Someone decided yesterday that they wanted to see a Shakespeare show. We've actually been planning to see "Shakespeare on the River" for some time now. But someone up and decided we should go right then.

'...people say that back then, she really wasn't that crazy...'

Around five, we were ready to leave for the theatre. (This is, of course, very good, because we almost left on time, rather than the typical 'hour later than desired'.) We all piled into our designated seats; I sit in the middle. Somehow my father ended up driving. First of all, I would like to state that my father is a better talker than driver. And a farr better screaming-angry-confused person than a talker (actually, he's not much of a talker at all, which doesn't say good things about his driving).

'...sometimes I dream about it, what it's like back home...'

So shortly after we got into the van, chaos erupts, with lotsa hollering and whatnot. There's a disagreement on where we should stop for food on the way. McDonalds, Subway, Burger King. Step-mother insists that we stop at all three, knowing that Burger King is the farthest outta the way, and she just wants to please 'her' kid. Father insists on NOT stopping at three places, because of the driving.

'...too good for this world, but I hope you will stay...'

Sister eventually changes her mind, and decides to go with McDonalds as well. By the time we get to Burger King, Step-sister has changed her mind, and wants to go to Subway. More chaos, and she changes her mind back to Burger King, just as we are about to leave. Burger King forgets to give us nearly half of what we ordered.

'...and I don't need you tellin' me how...'

A short while afterward, we're on the road, or shall I say, the highway. There's a really nasty argument going on, but I don't seem to notice. Amid the chaos I seem to find something. Order. Peace. Enlightenment. My own private oasis of utopia. A feeling that makes me think Maslov forgot a level of his Egyptian-esque hierarchy. And then my thoughts reached the event horizon of my mind's pan-dimensional rift, and my thoughts afterward are lost...

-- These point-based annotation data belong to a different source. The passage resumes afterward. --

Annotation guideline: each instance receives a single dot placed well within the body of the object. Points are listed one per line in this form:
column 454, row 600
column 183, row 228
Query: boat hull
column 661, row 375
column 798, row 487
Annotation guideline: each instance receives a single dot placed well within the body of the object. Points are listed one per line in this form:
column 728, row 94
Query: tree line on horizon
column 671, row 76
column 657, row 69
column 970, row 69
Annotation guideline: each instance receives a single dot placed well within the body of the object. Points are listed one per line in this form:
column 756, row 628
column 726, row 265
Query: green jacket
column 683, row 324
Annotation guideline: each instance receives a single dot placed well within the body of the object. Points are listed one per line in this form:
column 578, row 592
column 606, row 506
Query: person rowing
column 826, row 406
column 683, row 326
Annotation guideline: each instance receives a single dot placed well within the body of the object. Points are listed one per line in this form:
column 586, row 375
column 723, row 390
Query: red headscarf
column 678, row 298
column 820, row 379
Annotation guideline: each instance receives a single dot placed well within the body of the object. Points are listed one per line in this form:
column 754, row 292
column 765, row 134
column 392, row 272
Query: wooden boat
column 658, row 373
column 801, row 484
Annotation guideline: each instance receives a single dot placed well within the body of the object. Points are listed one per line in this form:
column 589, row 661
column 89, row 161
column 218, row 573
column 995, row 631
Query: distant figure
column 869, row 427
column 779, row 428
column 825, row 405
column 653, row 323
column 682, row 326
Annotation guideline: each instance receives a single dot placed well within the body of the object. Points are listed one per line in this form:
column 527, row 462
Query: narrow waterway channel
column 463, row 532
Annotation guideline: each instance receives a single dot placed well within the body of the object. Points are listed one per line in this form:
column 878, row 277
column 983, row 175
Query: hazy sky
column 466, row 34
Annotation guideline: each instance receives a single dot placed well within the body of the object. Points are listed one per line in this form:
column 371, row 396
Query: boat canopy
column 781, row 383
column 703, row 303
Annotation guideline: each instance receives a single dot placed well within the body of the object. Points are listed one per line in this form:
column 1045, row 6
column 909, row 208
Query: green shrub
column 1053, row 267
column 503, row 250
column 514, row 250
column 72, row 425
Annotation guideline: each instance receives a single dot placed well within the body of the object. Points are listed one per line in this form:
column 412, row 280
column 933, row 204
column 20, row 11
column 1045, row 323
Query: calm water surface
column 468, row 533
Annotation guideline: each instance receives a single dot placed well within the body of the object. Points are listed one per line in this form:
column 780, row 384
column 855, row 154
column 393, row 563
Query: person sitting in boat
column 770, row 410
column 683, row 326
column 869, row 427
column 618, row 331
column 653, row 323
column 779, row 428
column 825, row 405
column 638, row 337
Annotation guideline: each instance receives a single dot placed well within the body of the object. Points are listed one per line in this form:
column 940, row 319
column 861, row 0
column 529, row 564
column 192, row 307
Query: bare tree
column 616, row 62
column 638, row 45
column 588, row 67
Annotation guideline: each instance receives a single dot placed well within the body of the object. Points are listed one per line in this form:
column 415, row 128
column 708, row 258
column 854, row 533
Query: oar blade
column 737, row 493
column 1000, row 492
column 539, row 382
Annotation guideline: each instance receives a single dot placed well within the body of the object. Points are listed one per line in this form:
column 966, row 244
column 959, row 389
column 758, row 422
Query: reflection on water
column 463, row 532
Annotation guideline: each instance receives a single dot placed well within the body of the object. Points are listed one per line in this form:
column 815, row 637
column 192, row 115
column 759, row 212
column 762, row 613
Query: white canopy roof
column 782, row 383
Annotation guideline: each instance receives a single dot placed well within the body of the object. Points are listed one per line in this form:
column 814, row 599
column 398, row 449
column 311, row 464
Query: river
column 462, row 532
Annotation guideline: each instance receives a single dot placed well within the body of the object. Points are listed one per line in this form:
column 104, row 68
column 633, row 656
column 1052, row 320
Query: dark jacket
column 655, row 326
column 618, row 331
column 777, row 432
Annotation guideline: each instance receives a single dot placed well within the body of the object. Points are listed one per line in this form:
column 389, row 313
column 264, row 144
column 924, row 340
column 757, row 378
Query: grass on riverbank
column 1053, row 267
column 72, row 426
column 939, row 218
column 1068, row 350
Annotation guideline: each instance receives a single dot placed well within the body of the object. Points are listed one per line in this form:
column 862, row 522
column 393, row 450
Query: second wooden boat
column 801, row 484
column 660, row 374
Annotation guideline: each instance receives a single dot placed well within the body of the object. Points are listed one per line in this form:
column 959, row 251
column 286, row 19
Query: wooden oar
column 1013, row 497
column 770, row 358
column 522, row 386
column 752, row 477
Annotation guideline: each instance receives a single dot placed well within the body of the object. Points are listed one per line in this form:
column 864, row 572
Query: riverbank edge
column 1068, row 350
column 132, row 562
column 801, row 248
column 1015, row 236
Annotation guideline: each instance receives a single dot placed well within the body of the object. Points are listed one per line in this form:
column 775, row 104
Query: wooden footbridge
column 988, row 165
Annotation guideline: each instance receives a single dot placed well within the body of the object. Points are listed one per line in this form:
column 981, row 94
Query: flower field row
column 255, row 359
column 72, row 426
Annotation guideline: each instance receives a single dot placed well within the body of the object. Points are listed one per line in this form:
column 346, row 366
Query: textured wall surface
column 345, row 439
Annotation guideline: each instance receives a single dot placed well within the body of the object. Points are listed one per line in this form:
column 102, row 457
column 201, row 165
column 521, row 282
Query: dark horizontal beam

'...that comes from livin' in a world that's so damn...'

What's really strange, is that this is how ALL of our 'family trips' are. Somehow, Father always gets to drive, and the parents are always ripping at each other's throats. Sister and Step-sister sit in the back, headphones blasting, occasionally stopping their music so they can follow the example of their parents, and argue with each other. Then there's a monkey on the middle, smiling like it's his dying day.

'...turn the ugly light off, god...'

And we drive on. My father somehow manages to swerve on a fairly consistent basis. Step-mother offers to show Father some pictures they took of my Step-brother's graduation from college in New Yerk. Father insists to flipp through the pictures himself, going 75 down the highway the whole time.

'...everyone needs to be somebody, everyone needs to find someone who cares...'

I used to leave my seat-belt off, just because it increased my chances of major injury or death if we ever actually got in an accident. But I promised Vicki I'd wear it, at least while there's an incapable driver's in the front seat.

'...they say I'm mental 'cuz I'm not amused by it all...'

More swerving. Father notices himself driving on the rumble strip several dozen times, and fails to notice a few others, as he drools over photographs of his step-son's former girlfriend. Overall, I'm just glad they make highways more-or-less straight.

'...I walk through the world with your name on my tongue, and your picture etched on my screen...'

More screaming. Father says something like "Is this about how much I love you?!?", Step-mother says "This is about how much you love US!". Somewhere in the background, my voice says "ooo, plural." They've had farr too many marriage councilors.

10 x = volume of cd player

20 y = volume of people in vehicle

30 IF x <= y GOTO 50

40 IF x > y GOTO 60

50 x + 1 = x; GOTO 30

60 END

'...and no one will know my name until it's on a stone...'

Anyways, we got to the show alive enough. It was The Comedy of Errors, as preformed by the Penobscot Theatre Company. And it was a really good show. I might even go as farr to say it was worth the drive. Then we had a three-hour drive back home.

'...Friday, five-sixteen, pea-em...'

god bless the Eels, if s/he hasn't already.